The Committee for Equal Justice

The Committee for Equal Justice (also known as the Committee for Equal Justice for the Rights of Mrs. Recy Taylor) was an organization founded with the goal of assisting black women reclaim their bodies against sexual violence and interracial rape.[1] Recy Taylor and Rosa Parks founded the committee in 1944 after six white men kidnapped and raped Taylor, an African-American woman, as she left her Abbeville, Alabama church.[2] Taylor's case garnered heavy media coverage. With this attention came national support, which led to what the Chicago Defender called the "strongest campaign for equal justice to be seen in a decade."[3] Committee members formed eighteen chapters [4] across the United States, and included such figures as WEB DuBois, Mary Church Terrell, Oscar Hammerstein II, John Sengstacke and Langston Hughes, among others.[5]
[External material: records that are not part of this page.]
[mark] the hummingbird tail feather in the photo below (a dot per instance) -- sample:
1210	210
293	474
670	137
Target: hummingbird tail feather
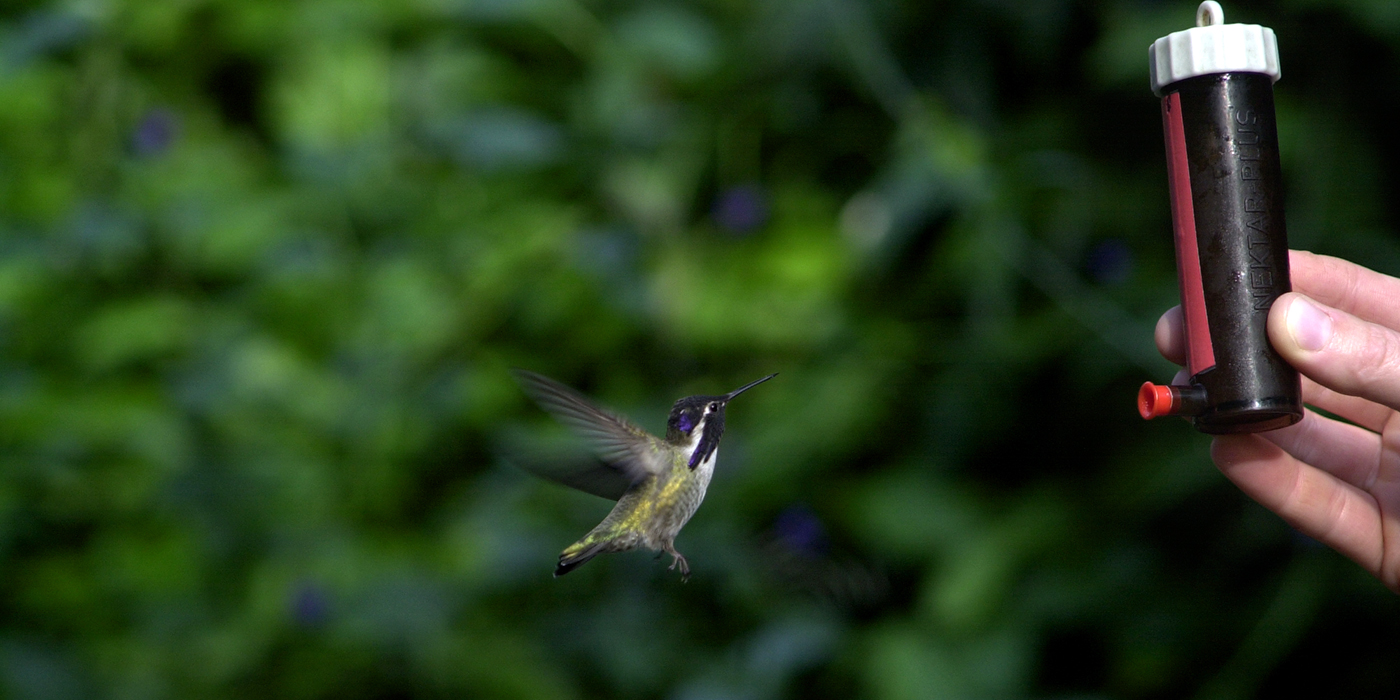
577	556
  1. ^ Danielle L. McGuire, At the Dark End of the Street: Black Women, Rape, and Resistance--a New History of the Civil Rights Movement from Rosa Parks to the Rise of Black Power (New York: Vintage Books, 2011) 23.
  2. ^ Jeanne Theoharis, The Rebellious Life of Mrs. Rosa Parks (Boston: Beacon Press, 2013) 23.
  3. ^ McGuire, At the Dark End of the Street, 22.
  4. ^ McGuire, At the Dark End of the Street, 26.
  5. ^ McGuire, At the Dark End of the Street, 31.